Former parliamentary constituency in the United Kingdom

Fowey was a rotten borough in Cornwall which returned two Members of Parliament to the House of Commons in the English and later British Parliament from 1571 to 1832, when it was abolished by the Great Reform Act.

==History==
The borough consisted of the town of Fowey, a seaport and market town, and the neighbouring hamlet of Mixtow. Unlike many of the most notorious Cornish rotten boroughs which were enfranchised in Tudor times, Fowey had once been a town of reasonable size, and returned members to a national council in 1340, although it had to wait until 1571 for representation in Parliament.

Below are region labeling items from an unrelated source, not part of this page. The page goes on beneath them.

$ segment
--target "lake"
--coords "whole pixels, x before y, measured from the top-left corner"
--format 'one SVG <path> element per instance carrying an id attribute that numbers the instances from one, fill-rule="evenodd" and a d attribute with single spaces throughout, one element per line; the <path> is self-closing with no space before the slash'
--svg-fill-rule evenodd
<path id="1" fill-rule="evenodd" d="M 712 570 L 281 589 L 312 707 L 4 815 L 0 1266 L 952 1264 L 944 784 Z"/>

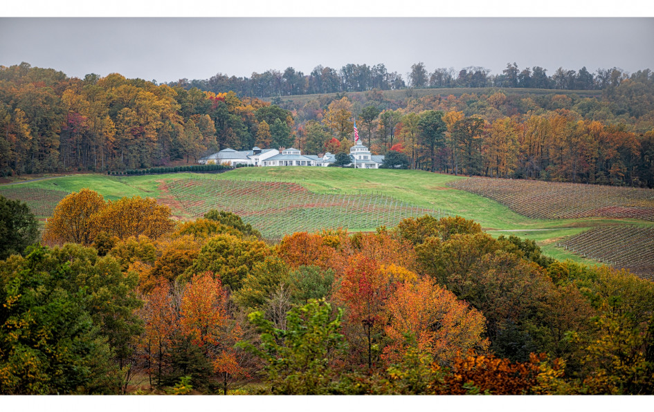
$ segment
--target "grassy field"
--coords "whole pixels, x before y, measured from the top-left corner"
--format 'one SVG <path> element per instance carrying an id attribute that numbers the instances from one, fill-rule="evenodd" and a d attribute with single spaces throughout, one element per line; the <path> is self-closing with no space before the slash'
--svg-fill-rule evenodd
<path id="1" fill-rule="evenodd" d="M 530 218 L 512 212 L 499 203 L 463 190 L 448 187 L 449 182 L 465 178 L 412 170 L 365 170 L 335 167 L 257 167 L 241 168 L 218 174 L 170 174 L 129 177 L 101 174 L 78 174 L 53 177 L 20 186 L 55 189 L 69 191 L 88 187 L 106 199 L 122 196 L 148 196 L 171 205 L 172 198 L 166 183 L 198 176 L 202 178 L 293 182 L 317 194 L 383 194 L 426 209 L 453 212 L 479 222 L 493 236 L 516 234 L 533 239 L 548 256 L 558 259 L 594 263 L 556 247 L 557 241 L 599 225 L 649 225 L 642 221 L 586 218 L 545 220 Z M 0 194 L 12 186 L 0 186 Z M 16 185 L 13 186 L 14 187 Z M 177 211 L 181 218 L 190 218 Z M 373 228 L 351 228 L 370 230 Z M 509 232 L 510 231 L 510 232 Z"/>

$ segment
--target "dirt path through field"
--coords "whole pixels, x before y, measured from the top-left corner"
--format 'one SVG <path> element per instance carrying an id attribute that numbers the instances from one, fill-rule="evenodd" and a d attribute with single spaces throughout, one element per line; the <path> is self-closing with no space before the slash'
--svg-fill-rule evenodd
<path id="1" fill-rule="evenodd" d="M 188 213 L 181 202 L 178 200 L 175 196 L 170 194 L 168 190 L 168 185 L 165 180 L 156 180 L 159 184 L 159 190 L 161 191 L 161 196 L 157 198 L 156 201 L 160 205 L 165 205 L 170 208 L 172 214 L 172 218 L 179 221 L 188 221 L 190 219 Z"/>

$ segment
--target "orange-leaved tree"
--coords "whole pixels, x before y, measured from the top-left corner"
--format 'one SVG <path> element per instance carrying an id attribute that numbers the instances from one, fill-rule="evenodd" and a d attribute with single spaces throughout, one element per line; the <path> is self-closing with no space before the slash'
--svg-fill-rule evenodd
<path id="1" fill-rule="evenodd" d="M 230 315 L 228 304 L 220 279 L 206 272 L 194 275 L 186 285 L 180 308 L 182 332 L 203 348 L 223 380 L 226 395 L 230 380 L 247 375 L 241 366 L 242 350 L 234 347 L 241 340 L 242 330 Z"/>
<path id="2" fill-rule="evenodd" d="M 459 351 L 489 346 L 482 337 L 484 315 L 428 277 L 400 285 L 385 309 L 390 321 L 385 330 L 391 343 L 383 357 L 390 361 L 401 360 L 407 346 L 412 346 L 448 364 Z"/>
<path id="3" fill-rule="evenodd" d="M 178 320 L 169 284 L 161 282 L 145 297 L 140 315 L 145 324 L 140 346 L 150 386 L 152 386 L 154 374 L 156 377 L 157 386 L 161 387 L 161 377 L 169 362 L 168 355 Z"/>
<path id="4" fill-rule="evenodd" d="M 369 370 L 372 368 L 373 341 L 382 330 L 384 304 L 395 285 L 388 277 L 390 272 L 380 270 L 375 261 L 356 254 L 349 259 L 335 296 L 345 308 L 346 334 L 351 339 L 360 337 L 361 331 L 365 335 Z"/>

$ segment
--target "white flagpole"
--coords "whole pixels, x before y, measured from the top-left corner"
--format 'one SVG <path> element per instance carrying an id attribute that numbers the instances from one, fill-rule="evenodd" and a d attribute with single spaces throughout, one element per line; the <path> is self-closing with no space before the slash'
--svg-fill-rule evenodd
<path id="1" fill-rule="evenodd" d="M 354 124 L 356 124 L 356 118 L 354 118 Z M 356 126 L 354 126 L 356 127 Z M 354 135 L 354 146 L 356 146 L 356 135 Z M 356 151 L 354 151 L 354 170 L 356 170 Z"/>

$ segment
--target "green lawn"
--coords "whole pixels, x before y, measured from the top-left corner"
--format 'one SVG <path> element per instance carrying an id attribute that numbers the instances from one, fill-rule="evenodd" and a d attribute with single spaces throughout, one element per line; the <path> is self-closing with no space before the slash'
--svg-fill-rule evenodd
<path id="1" fill-rule="evenodd" d="M 585 263 L 592 261 L 557 248 L 556 240 L 599 225 L 651 224 L 642 221 L 600 218 L 532 219 L 519 215 L 495 200 L 446 186 L 448 182 L 465 178 L 464 177 L 417 170 L 244 167 L 217 174 L 183 173 L 129 177 L 78 174 L 22 185 L 70 191 L 88 187 L 110 200 L 132 196 L 161 198 L 165 195 L 159 188 L 163 181 L 194 176 L 204 178 L 294 182 L 312 191 L 321 194 L 383 194 L 421 207 L 439 209 L 466 218 L 474 219 L 495 236 L 512 234 L 521 238 L 534 239 L 543 247 L 546 254 L 556 259 L 572 259 Z M 0 186 L 0 194 L 2 189 L 7 187 Z M 533 230 L 543 229 L 549 230 Z M 518 231 L 500 232 L 502 230 Z"/>

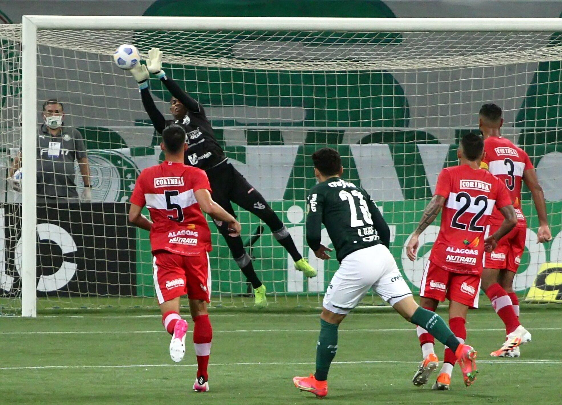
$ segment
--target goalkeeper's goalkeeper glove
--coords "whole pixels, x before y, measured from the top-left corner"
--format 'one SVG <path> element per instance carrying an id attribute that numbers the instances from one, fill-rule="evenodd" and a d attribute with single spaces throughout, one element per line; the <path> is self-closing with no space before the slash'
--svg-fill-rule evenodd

Fowey was a feudal tenure of the Prince of Wales, and by a judgment of 1701 the right to vote was held to rest with "the Prince's tenants", which in practice was interpreted to include all the householders paying scot and lot; there were 331 voters in 1831. However, most of the property in the borough was owned by the Rashleigh family of nearby Menabilly, and in 1816 they and the Earl of Mount Edgcumbe shared the "patronage", each having considerable influence if not quite absolute power to choose one of the MPs.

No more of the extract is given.